Data security is a big concern due to the amount of technology that has been introduced into schools in recent years. Knowing how to keep information safe and secure is important, but how can that be achieved with so many technological advancements being made on a regular basis?
Christine Jones, Educational technology Coordinator for the Palmdale School District in California and recent winner of a tech & Learning Award Innovative Leader Award for Best Data Privacy Implementation during the Denver Regional Leadership Summit, discusses ways you have improved data security practices at your school and how educators can keep student and teacher data safe from outside threats.
Threats to data are not new
When it comes to protecting student data in and out of school, the threats they are exposed to are nothing new. Security breaches have been happening for years.
“In 2016-2017, our district suffered a ransomware attack. That was shortly after I joined the district and it was not a pretty sight,” Jones says. “It was a moment where we realized our security was very well set up for physical events. We had off-site areas where our records were kept. There were multiple locations in anticipation of fires, earthquakes, and that sort of thing. But we hadn’t done a great job of thinking about a digital attack or event.”
Following this event, Jones and the district made a concerted effort to enhance cybersecurity initiatives.
The influx of apps and the need for data privacy agreements
In the past, computer security was simply a matter of adding one or two programs to prevent outside interference. Many of the programs used on computers were known to be safe. However, with the growing number of programs, data is increasingly at risk.
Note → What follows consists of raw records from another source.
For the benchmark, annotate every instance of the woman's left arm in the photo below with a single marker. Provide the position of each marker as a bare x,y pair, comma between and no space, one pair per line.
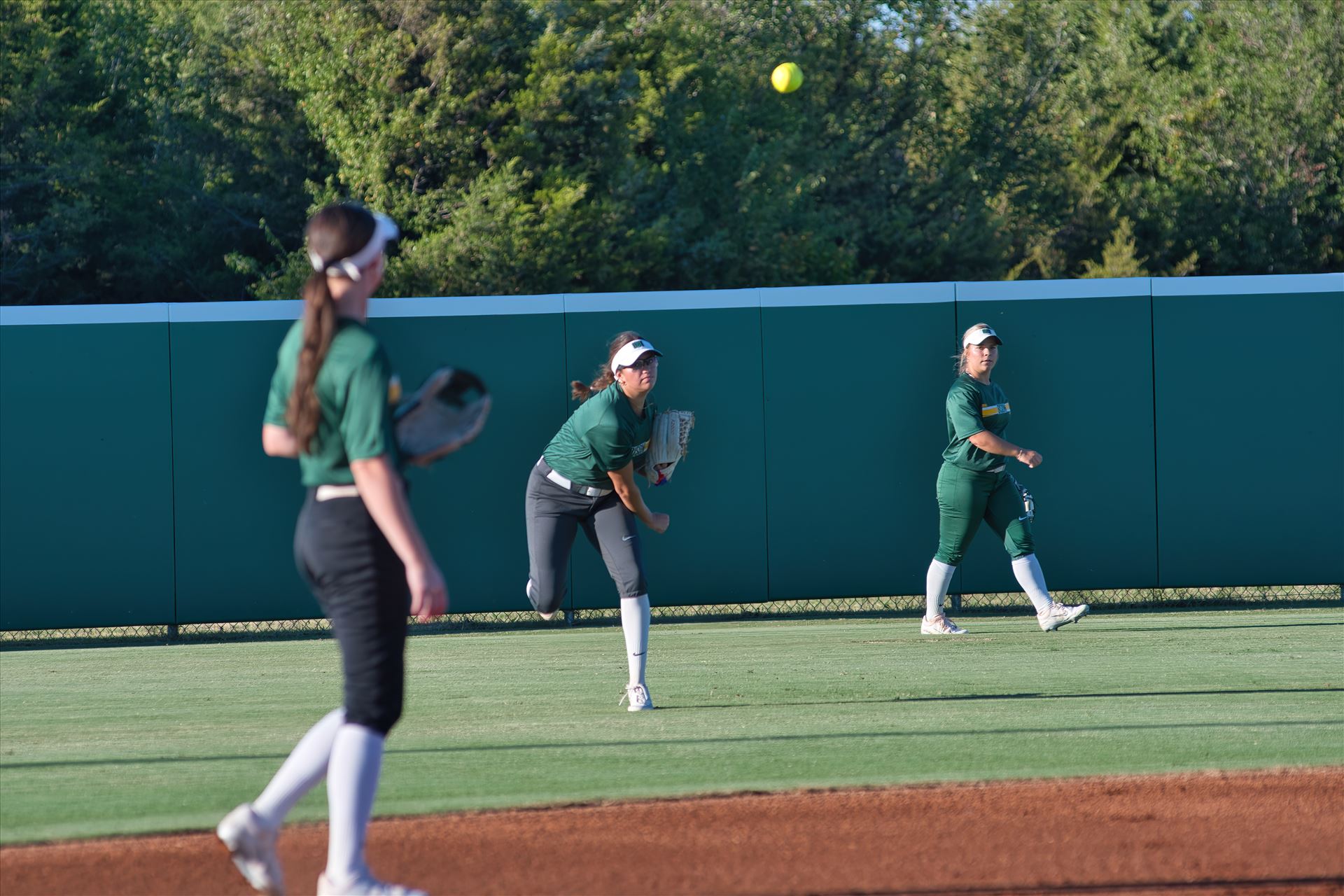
622,482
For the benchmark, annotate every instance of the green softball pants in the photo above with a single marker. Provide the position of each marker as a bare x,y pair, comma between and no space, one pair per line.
967,498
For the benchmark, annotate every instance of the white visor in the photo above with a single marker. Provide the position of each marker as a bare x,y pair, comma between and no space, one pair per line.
385,230
980,335
631,352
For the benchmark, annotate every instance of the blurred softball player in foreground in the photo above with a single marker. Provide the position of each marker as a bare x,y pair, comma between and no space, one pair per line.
974,485
587,479
356,545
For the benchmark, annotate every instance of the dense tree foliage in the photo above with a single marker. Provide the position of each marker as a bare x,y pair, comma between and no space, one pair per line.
155,150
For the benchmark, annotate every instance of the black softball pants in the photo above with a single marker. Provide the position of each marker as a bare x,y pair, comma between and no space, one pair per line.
360,584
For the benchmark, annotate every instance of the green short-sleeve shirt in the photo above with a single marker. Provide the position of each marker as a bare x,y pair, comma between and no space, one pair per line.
974,407
604,434
356,391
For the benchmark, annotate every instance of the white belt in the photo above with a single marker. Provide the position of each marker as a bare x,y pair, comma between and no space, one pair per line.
328,492
590,491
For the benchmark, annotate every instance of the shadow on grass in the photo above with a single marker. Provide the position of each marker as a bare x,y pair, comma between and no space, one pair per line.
589,618
702,742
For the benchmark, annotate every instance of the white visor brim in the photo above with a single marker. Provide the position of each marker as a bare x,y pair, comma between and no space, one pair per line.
385,232
631,352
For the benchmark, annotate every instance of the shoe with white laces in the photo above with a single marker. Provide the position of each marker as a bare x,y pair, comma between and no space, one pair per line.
252,846
1060,614
366,886
940,625
638,697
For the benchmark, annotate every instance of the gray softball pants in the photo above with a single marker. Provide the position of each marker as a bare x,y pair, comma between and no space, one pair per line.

“The risk is higher because everything is installed digitally or comes from the internet, and everything is uploaded to the cloud,” Jones says. “The biggest problem started to emerge when a lot of these apps started requiring accounts. You had to have an account to participate or play. It took me a while to understand what was happening, how that data was transferred to the app and how it could be used. And that’s when I started to carefully read their policies and their agreements and wonder what was happening with our data.”
Many people tend to sign up for a service or provide their information without thinking twice. This type of behavior can put your data at serious risk. However, there are some regulations aimed at safeguarding that information.
“In California, we became aware of the NDPA, the National Data Privacy Agreement, and started looking at it more closely, and at the same time, CITE, California IT and Education, started leading the charge in terms of how carefully we scrutinize the programs we’re adopting,” Jones says.
As a result, Jones has developed a curated list of “approved” resources that can be found on the district’s website and helps guide staff to digital resources that have been reviewed and deemed “high quality.” To receive this designation, resources must have data privacy agreements (DPAs) in place with the district, have appropriate and completely ad-free content for students, and not be connected to social media, blogs, or any other type of social sharing.
The list is updated monthly as DPAs are updated. New resources may be added and current resources may be removed if any do not meet district guidelines.
Implementing security measures at the expense of convenience
Keeping student information secure is critical, and making it difficult to access devices is essential.
“Last year we implemented multi-factor authentication and got some criticism,” Jones says. “So we gave them several ways to authenticate. One was through a YubiKey. The positive of this method is that you are the only person with access to the USB device. The negative was that the physical device could be left at home or lost. With multi-factor authentication, teachers can authenticate with their devices. I would say 90% of our staff choose to do it through their phone or iPad because it is easier for them.”
While it may take a little longer to log into an account or access sensitive information, implementing MFA can be the difference between keeping your data safe and leaving it exposed to a breach.